Finite Element Analysis for Orthogonal Cuttings of Hardened AISI 52100 by Advanced cBN-TiN Composite Coated Tools of Two Depositing cBN Particle Sizes

A finite element model is developed to predict the temperature distribution and stress distribution in orthogonal machining of hardened AISI 52100 steel (62HRC) from using advanced cBN-TiN composited coating cutting tools. The advanced cBN-TiN composited coating tool is made of innovative two-stage composite coating methods: ESC (electrostatic spray coating) and CVI (chemical vapor infiltration). For a cBN-TiN composite coating on WC substrate cutting tool used in hard turning process, the ESC of nano-to-micron cBN particles forms a layer over WC-Co and TiN-TiC cermet tool inserts. CVI introduces TiN as binding material through the porous matrix to form a very dense coating.
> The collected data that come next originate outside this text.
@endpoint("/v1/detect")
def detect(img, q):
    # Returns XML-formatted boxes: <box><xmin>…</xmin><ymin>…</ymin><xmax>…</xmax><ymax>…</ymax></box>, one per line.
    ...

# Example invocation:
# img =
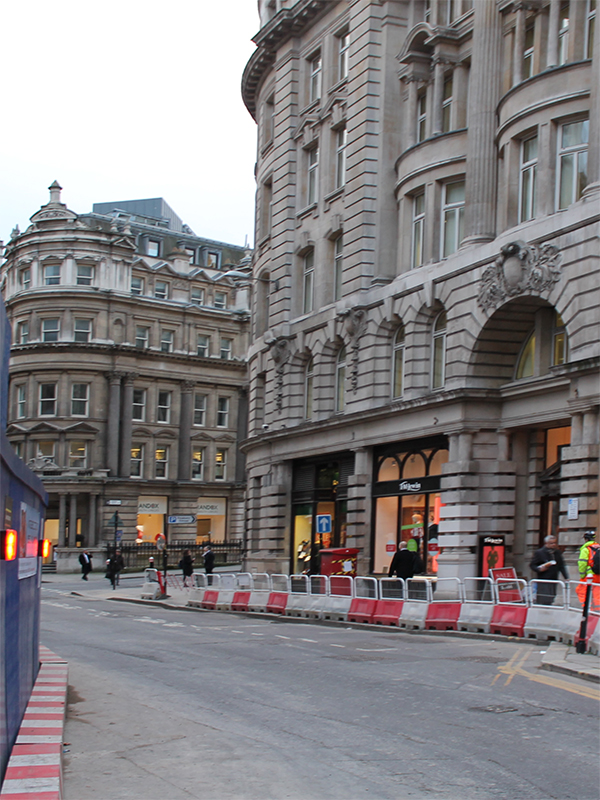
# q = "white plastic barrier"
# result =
<box><xmin>248</xmin><ymin>573</ymin><xmax>272</xmax><ymax>612</ymax></box>
<box><xmin>286</xmin><ymin>575</ymin><xmax>311</xmax><ymax>617</ymax></box>
<box><xmin>213</xmin><ymin>573</ymin><xmax>237</xmax><ymax>610</ymax></box>
<box><xmin>321</xmin><ymin>575</ymin><xmax>353</xmax><ymax>621</ymax></box>
<box><xmin>458</xmin><ymin>578</ymin><xmax>494</xmax><ymax>632</ymax></box>
<box><xmin>354</xmin><ymin>576</ymin><xmax>378</xmax><ymax>599</ymax></box>
<box><xmin>431</xmin><ymin>577</ymin><xmax>464</xmax><ymax>603</ymax></box>
<box><xmin>524</xmin><ymin>581</ymin><xmax>568</xmax><ymax>640</ymax></box>
<box><xmin>299</xmin><ymin>575</ymin><xmax>328</xmax><ymax>619</ymax></box>
<box><xmin>271</xmin><ymin>574</ymin><xmax>290</xmax><ymax>593</ymax></box>
<box><xmin>399</xmin><ymin>578</ymin><xmax>433</xmax><ymax>629</ymax></box>
<box><xmin>141</xmin><ymin>568</ymin><xmax>162</xmax><ymax>600</ymax></box>
<box><xmin>236</xmin><ymin>573</ymin><xmax>253</xmax><ymax>590</ymax></box>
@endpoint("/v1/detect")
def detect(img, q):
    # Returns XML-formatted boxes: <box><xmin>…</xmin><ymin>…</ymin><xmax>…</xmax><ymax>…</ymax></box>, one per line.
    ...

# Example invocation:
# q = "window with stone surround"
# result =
<box><xmin>557</xmin><ymin>119</ymin><xmax>588</xmax><ymax>209</ymax></box>
<box><xmin>71</xmin><ymin>383</ymin><xmax>89</xmax><ymax>416</ymax></box>
<box><xmin>519</xmin><ymin>135</ymin><xmax>538</xmax><ymax>222</ymax></box>
<box><xmin>155</xmin><ymin>446</ymin><xmax>169</xmax><ymax>479</ymax></box>
<box><xmin>307</xmin><ymin>146</ymin><xmax>319</xmax><ymax>205</ymax></box>
<box><xmin>69</xmin><ymin>441</ymin><xmax>87</xmax><ymax>468</ymax></box>
<box><xmin>215</xmin><ymin>448</ymin><xmax>227</xmax><ymax>480</ymax></box>
<box><xmin>303</xmin><ymin>250</ymin><xmax>314</xmax><ymax>314</ymax></box>
<box><xmin>305</xmin><ymin>357</ymin><xmax>314</xmax><ymax>420</ymax></box>
<box><xmin>335</xmin><ymin>346</ymin><xmax>346</xmax><ymax>413</ymax></box>
<box><xmin>42</xmin><ymin>318</ymin><xmax>60</xmax><ymax>342</ymax></box>
<box><xmin>333</xmin><ymin>236</ymin><xmax>343</xmax><ymax>302</ymax></box>
<box><xmin>309</xmin><ymin>53</ymin><xmax>322</xmax><ymax>103</ymax></box>
<box><xmin>585</xmin><ymin>0</ymin><xmax>596</xmax><ymax>58</ymax></box>
<box><xmin>335</xmin><ymin>127</ymin><xmax>347</xmax><ymax>189</ymax></box>
<box><xmin>192</xmin><ymin>448</ymin><xmax>204</xmax><ymax>480</ymax></box>
<box><xmin>17</xmin><ymin>385</ymin><xmax>26</xmax><ymax>419</ymax></box>
<box><xmin>441</xmin><ymin>180</ymin><xmax>465</xmax><ymax>257</ymax></box>
<box><xmin>39</xmin><ymin>383</ymin><xmax>57</xmax><ymax>416</ymax></box>
<box><xmin>392</xmin><ymin>326</ymin><xmax>405</xmax><ymax>399</ymax></box>
<box><xmin>131</xmin><ymin>444</ymin><xmax>144</xmax><ymax>478</ymax></box>
<box><xmin>432</xmin><ymin>310</ymin><xmax>447</xmax><ymax>390</ymax></box>
<box><xmin>412</xmin><ymin>192</ymin><xmax>425</xmax><ymax>268</ymax></box>
<box><xmin>194</xmin><ymin>394</ymin><xmax>207</xmax><ymax>426</ymax></box>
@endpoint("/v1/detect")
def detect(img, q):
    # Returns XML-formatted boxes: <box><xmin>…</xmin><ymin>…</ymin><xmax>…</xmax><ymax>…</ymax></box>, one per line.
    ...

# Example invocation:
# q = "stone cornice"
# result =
<box><xmin>242</xmin><ymin>0</ymin><xmax>332</xmax><ymax>120</ymax></box>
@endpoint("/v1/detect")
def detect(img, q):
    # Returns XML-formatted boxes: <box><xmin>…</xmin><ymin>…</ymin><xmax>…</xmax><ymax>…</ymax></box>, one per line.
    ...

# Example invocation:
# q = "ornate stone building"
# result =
<box><xmin>242</xmin><ymin>0</ymin><xmax>599</xmax><ymax>578</ymax></box>
<box><xmin>1</xmin><ymin>185</ymin><xmax>250</xmax><ymax>565</ymax></box>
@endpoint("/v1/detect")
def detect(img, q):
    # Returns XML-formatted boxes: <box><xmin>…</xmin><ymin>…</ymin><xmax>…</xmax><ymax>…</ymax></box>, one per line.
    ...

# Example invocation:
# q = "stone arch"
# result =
<box><xmin>469</xmin><ymin>297</ymin><xmax>563</xmax><ymax>388</ymax></box>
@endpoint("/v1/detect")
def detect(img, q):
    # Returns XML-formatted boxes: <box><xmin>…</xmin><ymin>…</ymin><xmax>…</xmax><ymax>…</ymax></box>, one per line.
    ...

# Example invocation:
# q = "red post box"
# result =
<box><xmin>318</xmin><ymin>548</ymin><xmax>359</xmax><ymax>576</ymax></box>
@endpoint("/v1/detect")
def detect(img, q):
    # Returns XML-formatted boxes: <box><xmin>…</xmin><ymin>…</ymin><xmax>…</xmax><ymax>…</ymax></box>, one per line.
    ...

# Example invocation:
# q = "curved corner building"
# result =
<box><xmin>241</xmin><ymin>0</ymin><xmax>599</xmax><ymax>578</ymax></box>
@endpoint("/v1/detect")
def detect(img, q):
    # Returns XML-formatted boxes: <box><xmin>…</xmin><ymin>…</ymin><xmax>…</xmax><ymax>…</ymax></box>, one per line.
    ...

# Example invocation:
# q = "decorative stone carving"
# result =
<box><xmin>338</xmin><ymin>307</ymin><xmax>368</xmax><ymax>392</ymax></box>
<box><xmin>478</xmin><ymin>240</ymin><xmax>562</xmax><ymax>311</ymax></box>
<box><xmin>268</xmin><ymin>337</ymin><xmax>292</xmax><ymax>411</ymax></box>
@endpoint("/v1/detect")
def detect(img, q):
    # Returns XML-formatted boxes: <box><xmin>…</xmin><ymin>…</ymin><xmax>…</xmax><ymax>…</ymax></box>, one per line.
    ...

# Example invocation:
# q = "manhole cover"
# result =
<box><xmin>469</xmin><ymin>705</ymin><xmax>519</xmax><ymax>714</ymax></box>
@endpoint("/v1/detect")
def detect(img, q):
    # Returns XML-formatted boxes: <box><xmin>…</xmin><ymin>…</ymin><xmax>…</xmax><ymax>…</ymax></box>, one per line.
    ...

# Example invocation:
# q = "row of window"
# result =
<box><xmin>14</xmin><ymin>383</ymin><xmax>233</xmax><ymax>428</ymax></box>
<box><xmin>301</xmin><ymin>311</ymin><xmax>567</xmax><ymax>418</ymax></box>
<box><xmin>142</xmin><ymin>239</ymin><xmax>221</xmax><ymax>268</ymax></box>
<box><xmin>407</xmin><ymin>119</ymin><xmax>588</xmax><ymax>269</ymax></box>
<box><xmin>17</xmin><ymin>266</ymin><xmax>229</xmax><ymax>308</ymax></box>
<box><xmin>15</xmin><ymin>318</ymin><xmax>235</xmax><ymax>358</ymax></box>
<box><xmin>12</xmin><ymin>439</ymin><xmax>229</xmax><ymax>482</ymax></box>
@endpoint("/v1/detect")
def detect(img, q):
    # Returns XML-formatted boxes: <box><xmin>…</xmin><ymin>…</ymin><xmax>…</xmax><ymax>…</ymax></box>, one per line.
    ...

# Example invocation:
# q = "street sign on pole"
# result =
<box><xmin>116</xmin><ymin>530</ymin><xmax>123</xmax><ymax>543</ymax></box>
<box><xmin>316</xmin><ymin>514</ymin><xmax>332</xmax><ymax>534</ymax></box>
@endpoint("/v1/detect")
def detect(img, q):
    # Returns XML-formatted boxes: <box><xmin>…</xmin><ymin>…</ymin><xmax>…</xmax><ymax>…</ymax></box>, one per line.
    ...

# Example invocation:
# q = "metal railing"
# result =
<box><xmin>106</xmin><ymin>541</ymin><xmax>244</xmax><ymax>571</ymax></box>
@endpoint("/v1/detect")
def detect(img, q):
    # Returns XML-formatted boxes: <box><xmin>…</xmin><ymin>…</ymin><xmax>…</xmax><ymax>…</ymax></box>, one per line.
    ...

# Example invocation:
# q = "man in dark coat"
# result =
<box><xmin>530</xmin><ymin>535</ymin><xmax>569</xmax><ymax>605</ymax></box>
<box><xmin>388</xmin><ymin>542</ymin><xmax>416</xmax><ymax>580</ymax></box>
<box><xmin>79</xmin><ymin>550</ymin><xmax>92</xmax><ymax>580</ymax></box>
<box><xmin>203</xmin><ymin>545</ymin><xmax>215</xmax><ymax>580</ymax></box>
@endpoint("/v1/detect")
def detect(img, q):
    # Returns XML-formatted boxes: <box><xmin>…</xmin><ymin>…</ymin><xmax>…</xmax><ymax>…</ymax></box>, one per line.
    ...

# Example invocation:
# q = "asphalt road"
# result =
<box><xmin>41</xmin><ymin>577</ymin><xmax>600</xmax><ymax>800</ymax></box>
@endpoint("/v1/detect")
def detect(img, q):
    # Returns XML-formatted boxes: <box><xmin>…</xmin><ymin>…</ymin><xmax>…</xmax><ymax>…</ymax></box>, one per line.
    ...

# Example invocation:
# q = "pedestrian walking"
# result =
<box><xmin>180</xmin><ymin>549</ymin><xmax>194</xmax><ymax>587</ymax></box>
<box><xmin>388</xmin><ymin>541</ymin><xmax>416</xmax><ymax>580</ymax></box>
<box><xmin>529</xmin><ymin>535</ymin><xmax>569</xmax><ymax>604</ymax></box>
<box><xmin>105</xmin><ymin>549</ymin><xmax>125</xmax><ymax>590</ymax></box>
<box><xmin>203</xmin><ymin>545</ymin><xmax>215</xmax><ymax>584</ymax></box>
<box><xmin>576</xmin><ymin>531</ymin><xmax>600</xmax><ymax>609</ymax></box>
<box><xmin>79</xmin><ymin>550</ymin><xmax>92</xmax><ymax>581</ymax></box>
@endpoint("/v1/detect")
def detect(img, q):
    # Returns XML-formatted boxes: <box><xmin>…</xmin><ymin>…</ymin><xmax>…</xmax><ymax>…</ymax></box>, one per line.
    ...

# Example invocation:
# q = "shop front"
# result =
<box><xmin>372</xmin><ymin>437</ymin><xmax>449</xmax><ymax>575</ymax></box>
<box><xmin>197</xmin><ymin>497</ymin><xmax>227</xmax><ymax>543</ymax></box>
<box><xmin>291</xmin><ymin>453</ymin><xmax>354</xmax><ymax>574</ymax></box>
<box><xmin>136</xmin><ymin>495</ymin><xmax>167</xmax><ymax>543</ymax></box>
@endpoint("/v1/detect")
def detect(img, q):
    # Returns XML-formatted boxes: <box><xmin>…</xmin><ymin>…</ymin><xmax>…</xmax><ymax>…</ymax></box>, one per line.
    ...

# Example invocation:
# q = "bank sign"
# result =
<box><xmin>137</xmin><ymin>496</ymin><xmax>167</xmax><ymax>515</ymax></box>
<box><xmin>374</xmin><ymin>475</ymin><xmax>441</xmax><ymax>497</ymax></box>
<box><xmin>197</xmin><ymin>498</ymin><xmax>226</xmax><ymax>516</ymax></box>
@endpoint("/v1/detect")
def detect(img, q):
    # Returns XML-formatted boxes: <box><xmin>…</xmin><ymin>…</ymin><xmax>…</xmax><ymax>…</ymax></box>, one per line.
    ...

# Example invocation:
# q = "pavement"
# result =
<box><xmin>46</xmin><ymin>570</ymin><xmax>600</xmax><ymax>685</ymax></box>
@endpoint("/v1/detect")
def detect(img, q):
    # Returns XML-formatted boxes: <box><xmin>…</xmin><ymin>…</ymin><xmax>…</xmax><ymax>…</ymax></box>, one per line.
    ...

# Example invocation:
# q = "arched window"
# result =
<box><xmin>516</xmin><ymin>330</ymin><xmax>535</xmax><ymax>379</ymax></box>
<box><xmin>552</xmin><ymin>312</ymin><xmax>567</xmax><ymax>366</ymax></box>
<box><xmin>392</xmin><ymin>326</ymin><xmax>405</xmax><ymax>398</ymax></box>
<box><xmin>305</xmin><ymin>357</ymin><xmax>314</xmax><ymax>419</ymax></box>
<box><xmin>335</xmin><ymin>346</ymin><xmax>346</xmax><ymax>412</ymax></box>
<box><xmin>432</xmin><ymin>311</ymin><xmax>447</xmax><ymax>389</ymax></box>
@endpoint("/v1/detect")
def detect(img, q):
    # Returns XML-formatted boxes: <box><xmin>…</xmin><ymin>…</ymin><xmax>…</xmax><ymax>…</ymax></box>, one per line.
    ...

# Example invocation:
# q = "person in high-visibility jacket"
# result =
<box><xmin>576</xmin><ymin>530</ymin><xmax>600</xmax><ymax>609</ymax></box>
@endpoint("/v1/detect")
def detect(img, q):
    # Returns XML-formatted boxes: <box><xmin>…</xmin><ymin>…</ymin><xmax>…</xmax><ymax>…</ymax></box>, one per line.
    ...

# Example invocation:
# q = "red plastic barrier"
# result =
<box><xmin>231</xmin><ymin>591</ymin><xmax>251</xmax><ymax>611</ymax></box>
<box><xmin>373</xmin><ymin>600</ymin><xmax>404</xmax><ymax>626</ymax></box>
<box><xmin>201</xmin><ymin>590</ymin><xmax>219</xmax><ymax>609</ymax></box>
<box><xmin>266</xmin><ymin>592</ymin><xmax>288</xmax><ymax>614</ymax></box>
<box><xmin>347</xmin><ymin>598</ymin><xmax>377</xmax><ymax>623</ymax></box>
<box><xmin>490</xmin><ymin>604</ymin><xmax>528</xmax><ymax>637</ymax></box>
<box><xmin>426</xmin><ymin>602</ymin><xmax>462</xmax><ymax>631</ymax></box>
<box><xmin>329</xmin><ymin>576</ymin><xmax>352</xmax><ymax>596</ymax></box>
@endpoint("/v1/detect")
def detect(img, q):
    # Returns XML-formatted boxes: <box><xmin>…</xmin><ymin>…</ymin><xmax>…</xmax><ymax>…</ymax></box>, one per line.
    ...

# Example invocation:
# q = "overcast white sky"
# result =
<box><xmin>0</xmin><ymin>1</ymin><xmax>260</xmax><ymax>248</ymax></box>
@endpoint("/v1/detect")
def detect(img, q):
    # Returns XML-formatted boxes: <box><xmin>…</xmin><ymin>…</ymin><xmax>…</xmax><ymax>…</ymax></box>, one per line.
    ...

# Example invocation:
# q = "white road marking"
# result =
<box><xmin>275</xmin><ymin>635</ymin><xmax>291</xmax><ymax>640</ymax></box>
<box><xmin>356</xmin><ymin>647</ymin><xmax>397</xmax><ymax>652</ymax></box>
<box><xmin>330</xmin><ymin>644</ymin><xmax>345</xmax><ymax>648</ymax></box>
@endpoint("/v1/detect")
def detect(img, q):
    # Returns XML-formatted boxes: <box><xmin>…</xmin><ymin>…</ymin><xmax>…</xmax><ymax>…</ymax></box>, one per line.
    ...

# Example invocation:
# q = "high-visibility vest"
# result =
<box><xmin>578</xmin><ymin>542</ymin><xmax>598</xmax><ymax>579</ymax></box>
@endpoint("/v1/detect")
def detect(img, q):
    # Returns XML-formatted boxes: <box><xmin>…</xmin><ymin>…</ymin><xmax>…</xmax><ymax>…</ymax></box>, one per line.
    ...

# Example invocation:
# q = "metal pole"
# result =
<box><xmin>576</xmin><ymin>583</ymin><xmax>592</xmax><ymax>654</ymax></box>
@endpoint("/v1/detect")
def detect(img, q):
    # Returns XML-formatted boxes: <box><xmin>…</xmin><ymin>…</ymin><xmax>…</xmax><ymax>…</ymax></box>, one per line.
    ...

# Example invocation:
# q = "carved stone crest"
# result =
<box><xmin>338</xmin><ymin>307</ymin><xmax>368</xmax><ymax>393</ymax></box>
<box><xmin>268</xmin><ymin>337</ymin><xmax>292</xmax><ymax>411</ymax></box>
<box><xmin>478</xmin><ymin>241</ymin><xmax>562</xmax><ymax>311</ymax></box>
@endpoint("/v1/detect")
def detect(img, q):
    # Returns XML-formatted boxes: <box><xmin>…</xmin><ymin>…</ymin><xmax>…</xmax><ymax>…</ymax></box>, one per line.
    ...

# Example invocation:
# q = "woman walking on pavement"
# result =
<box><xmin>181</xmin><ymin>549</ymin><xmax>194</xmax><ymax>587</ymax></box>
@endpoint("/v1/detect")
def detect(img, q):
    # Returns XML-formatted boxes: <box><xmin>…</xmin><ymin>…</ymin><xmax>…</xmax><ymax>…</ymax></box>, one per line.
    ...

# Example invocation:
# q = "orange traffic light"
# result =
<box><xmin>2</xmin><ymin>530</ymin><xmax>18</xmax><ymax>561</ymax></box>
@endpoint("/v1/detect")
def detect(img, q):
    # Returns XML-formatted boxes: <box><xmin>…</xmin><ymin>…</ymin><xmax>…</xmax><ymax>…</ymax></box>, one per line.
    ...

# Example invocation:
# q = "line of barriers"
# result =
<box><xmin>141</xmin><ymin>571</ymin><xmax>600</xmax><ymax>654</ymax></box>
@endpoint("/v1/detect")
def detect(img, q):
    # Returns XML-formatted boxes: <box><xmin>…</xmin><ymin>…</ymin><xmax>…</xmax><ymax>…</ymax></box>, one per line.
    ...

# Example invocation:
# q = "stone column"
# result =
<box><xmin>119</xmin><ymin>373</ymin><xmax>135</xmax><ymax>478</ymax></box>
<box><xmin>106</xmin><ymin>372</ymin><xmax>122</xmax><ymax>476</ymax></box>
<box><xmin>512</xmin><ymin>4</ymin><xmax>526</xmax><ymax>86</ymax></box>
<box><xmin>431</xmin><ymin>58</ymin><xmax>445</xmax><ymax>135</ymax></box>
<box><xmin>405</xmin><ymin>78</ymin><xmax>418</xmax><ymax>148</ymax></box>
<box><xmin>58</xmin><ymin>493</ymin><xmax>67</xmax><ymax>547</ymax></box>
<box><xmin>88</xmin><ymin>493</ymin><xmax>97</xmax><ymax>547</ymax></box>
<box><xmin>463</xmin><ymin>0</ymin><xmax>502</xmax><ymax>244</ymax></box>
<box><xmin>178</xmin><ymin>381</ymin><xmax>195</xmax><ymax>481</ymax></box>
<box><xmin>68</xmin><ymin>494</ymin><xmax>78</xmax><ymax>548</ymax></box>
<box><xmin>570</xmin><ymin>412</ymin><xmax>583</xmax><ymax>446</ymax></box>
<box><xmin>583</xmin><ymin>7</ymin><xmax>600</xmax><ymax>197</ymax></box>
<box><xmin>546</xmin><ymin>0</ymin><xmax>560</xmax><ymax>68</ymax></box>
<box><xmin>235</xmin><ymin>386</ymin><xmax>249</xmax><ymax>483</ymax></box>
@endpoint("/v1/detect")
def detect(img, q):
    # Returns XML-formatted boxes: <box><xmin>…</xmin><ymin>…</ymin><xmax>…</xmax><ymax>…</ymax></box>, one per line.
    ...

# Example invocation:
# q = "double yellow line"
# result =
<box><xmin>491</xmin><ymin>648</ymin><xmax>600</xmax><ymax>700</ymax></box>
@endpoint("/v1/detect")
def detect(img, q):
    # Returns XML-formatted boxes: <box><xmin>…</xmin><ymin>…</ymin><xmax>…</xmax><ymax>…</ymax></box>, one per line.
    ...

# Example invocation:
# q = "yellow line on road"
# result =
<box><xmin>494</xmin><ymin>649</ymin><xmax>600</xmax><ymax>700</ymax></box>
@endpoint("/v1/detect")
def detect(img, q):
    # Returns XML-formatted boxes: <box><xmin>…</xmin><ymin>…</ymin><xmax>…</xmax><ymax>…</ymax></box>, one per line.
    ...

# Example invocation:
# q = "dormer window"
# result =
<box><xmin>147</xmin><ymin>239</ymin><xmax>160</xmax><ymax>257</ymax></box>
<box><xmin>207</xmin><ymin>252</ymin><xmax>221</xmax><ymax>269</ymax></box>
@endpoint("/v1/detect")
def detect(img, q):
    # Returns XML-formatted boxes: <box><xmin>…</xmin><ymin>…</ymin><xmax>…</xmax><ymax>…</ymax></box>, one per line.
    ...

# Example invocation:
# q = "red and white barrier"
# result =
<box><xmin>152</xmin><ymin>572</ymin><xmax>600</xmax><ymax>651</ymax></box>
<box><xmin>1</xmin><ymin>647</ymin><xmax>68</xmax><ymax>800</ymax></box>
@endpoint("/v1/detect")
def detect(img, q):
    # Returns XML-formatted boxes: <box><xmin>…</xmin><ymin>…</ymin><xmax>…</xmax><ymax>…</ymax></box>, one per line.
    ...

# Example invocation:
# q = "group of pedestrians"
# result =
<box><xmin>179</xmin><ymin>545</ymin><xmax>214</xmax><ymax>586</ymax></box>
<box><xmin>530</xmin><ymin>530</ymin><xmax>599</xmax><ymax>606</ymax></box>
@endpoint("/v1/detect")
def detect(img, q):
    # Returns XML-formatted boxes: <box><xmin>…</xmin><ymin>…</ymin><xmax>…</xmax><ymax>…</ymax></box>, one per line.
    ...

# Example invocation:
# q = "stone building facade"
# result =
<box><xmin>242</xmin><ymin>0</ymin><xmax>599</xmax><ymax>578</ymax></box>
<box><xmin>1</xmin><ymin>184</ymin><xmax>250</xmax><ymax>563</ymax></box>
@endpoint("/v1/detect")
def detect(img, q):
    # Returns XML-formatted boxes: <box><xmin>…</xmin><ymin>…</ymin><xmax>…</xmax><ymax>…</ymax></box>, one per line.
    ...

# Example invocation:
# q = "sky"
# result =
<box><xmin>0</xmin><ymin>1</ymin><xmax>260</xmax><ymax>248</ymax></box>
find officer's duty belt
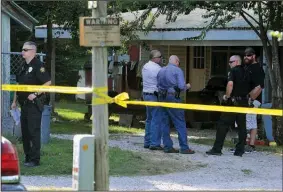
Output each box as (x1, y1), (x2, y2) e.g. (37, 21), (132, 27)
(143, 92), (155, 95)
(232, 96), (248, 100)
(23, 100), (35, 105)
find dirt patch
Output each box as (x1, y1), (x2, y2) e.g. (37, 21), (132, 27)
(109, 135), (208, 175)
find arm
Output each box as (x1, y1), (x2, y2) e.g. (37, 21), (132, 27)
(225, 81), (233, 98)
(12, 75), (19, 108)
(249, 66), (264, 100)
(28, 65), (51, 100)
(37, 80), (51, 95)
(249, 85), (262, 100)
(176, 69), (187, 91)
(224, 68), (235, 100)
(11, 90), (17, 109)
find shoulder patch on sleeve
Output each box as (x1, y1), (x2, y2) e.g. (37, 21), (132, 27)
(40, 67), (46, 73)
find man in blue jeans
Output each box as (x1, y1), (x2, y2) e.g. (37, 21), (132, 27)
(157, 55), (195, 154)
(142, 50), (163, 150)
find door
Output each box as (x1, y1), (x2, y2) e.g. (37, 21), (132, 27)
(189, 47), (206, 91)
(211, 52), (228, 76)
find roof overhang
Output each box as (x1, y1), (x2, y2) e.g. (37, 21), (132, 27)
(1, 1), (38, 31)
(136, 29), (271, 41)
(133, 29), (283, 46)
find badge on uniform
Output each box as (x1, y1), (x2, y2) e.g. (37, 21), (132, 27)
(28, 67), (33, 73)
(40, 67), (45, 73)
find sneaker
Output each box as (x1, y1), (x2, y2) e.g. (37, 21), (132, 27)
(24, 161), (40, 167)
(245, 145), (256, 154)
(164, 148), (179, 153)
(144, 145), (150, 149)
(206, 149), (222, 156)
(229, 148), (235, 153)
(180, 149), (195, 154)
(233, 151), (243, 157)
(149, 146), (163, 150)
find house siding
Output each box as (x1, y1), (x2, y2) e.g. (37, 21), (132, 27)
(205, 46), (212, 84)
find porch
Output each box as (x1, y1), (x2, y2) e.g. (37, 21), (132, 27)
(139, 45), (262, 98)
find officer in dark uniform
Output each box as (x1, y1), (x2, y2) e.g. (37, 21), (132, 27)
(11, 41), (51, 167)
(206, 55), (251, 157)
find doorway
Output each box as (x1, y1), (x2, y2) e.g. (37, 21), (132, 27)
(211, 52), (228, 76)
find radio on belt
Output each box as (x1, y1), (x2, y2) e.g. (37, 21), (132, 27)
(72, 134), (95, 191)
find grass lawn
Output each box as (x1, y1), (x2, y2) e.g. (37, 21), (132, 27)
(12, 138), (187, 176)
(51, 101), (143, 135)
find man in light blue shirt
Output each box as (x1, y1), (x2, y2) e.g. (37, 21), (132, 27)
(142, 50), (163, 150)
(157, 55), (195, 154)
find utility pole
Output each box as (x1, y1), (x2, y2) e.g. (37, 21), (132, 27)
(90, 1), (109, 191)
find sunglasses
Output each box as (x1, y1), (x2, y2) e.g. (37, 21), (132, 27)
(244, 54), (253, 57)
(22, 49), (34, 52)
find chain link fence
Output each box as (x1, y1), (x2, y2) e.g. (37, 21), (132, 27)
(1, 52), (46, 77)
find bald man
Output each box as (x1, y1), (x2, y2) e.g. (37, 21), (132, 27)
(206, 55), (251, 157)
(157, 55), (195, 154)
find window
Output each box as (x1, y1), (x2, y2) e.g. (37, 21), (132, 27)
(193, 46), (205, 69)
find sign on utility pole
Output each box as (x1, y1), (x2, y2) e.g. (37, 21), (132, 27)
(79, 1), (120, 191)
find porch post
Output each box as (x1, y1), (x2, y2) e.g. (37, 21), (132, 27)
(1, 13), (14, 135)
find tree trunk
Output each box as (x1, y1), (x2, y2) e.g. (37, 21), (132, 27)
(50, 40), (56, 113)
(46, 16), (53, 72)
(271, 38), (283, 145)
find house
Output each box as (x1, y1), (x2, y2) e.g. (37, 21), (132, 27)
(1, 1), (38, 135)
(122, 8), (283, 103)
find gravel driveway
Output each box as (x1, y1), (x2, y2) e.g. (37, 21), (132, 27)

The finite element model is developed for hard turning simulations of composite coating cutting tools with different particulate particle size distributions. In this paper, two different size distributions of depositing cBN particles are investigated: cBN particle sizes of 0.5 and 2μm. Since solid Poly-crystalline Cubic Boron Nitride (PCBN) tool is the dominant cutting tool used for hard turning applications, a comparative study of this advanced composited coating tools to solid PCBN can suggest a possible comparable alternative cutting tool for hard turning applications. Solid PCBN tool provides a lower maximum temperature than cBN-TiN coated tools. A better surface finish on cutting tool surface also has a significant role in lower the maximum temperature in this study.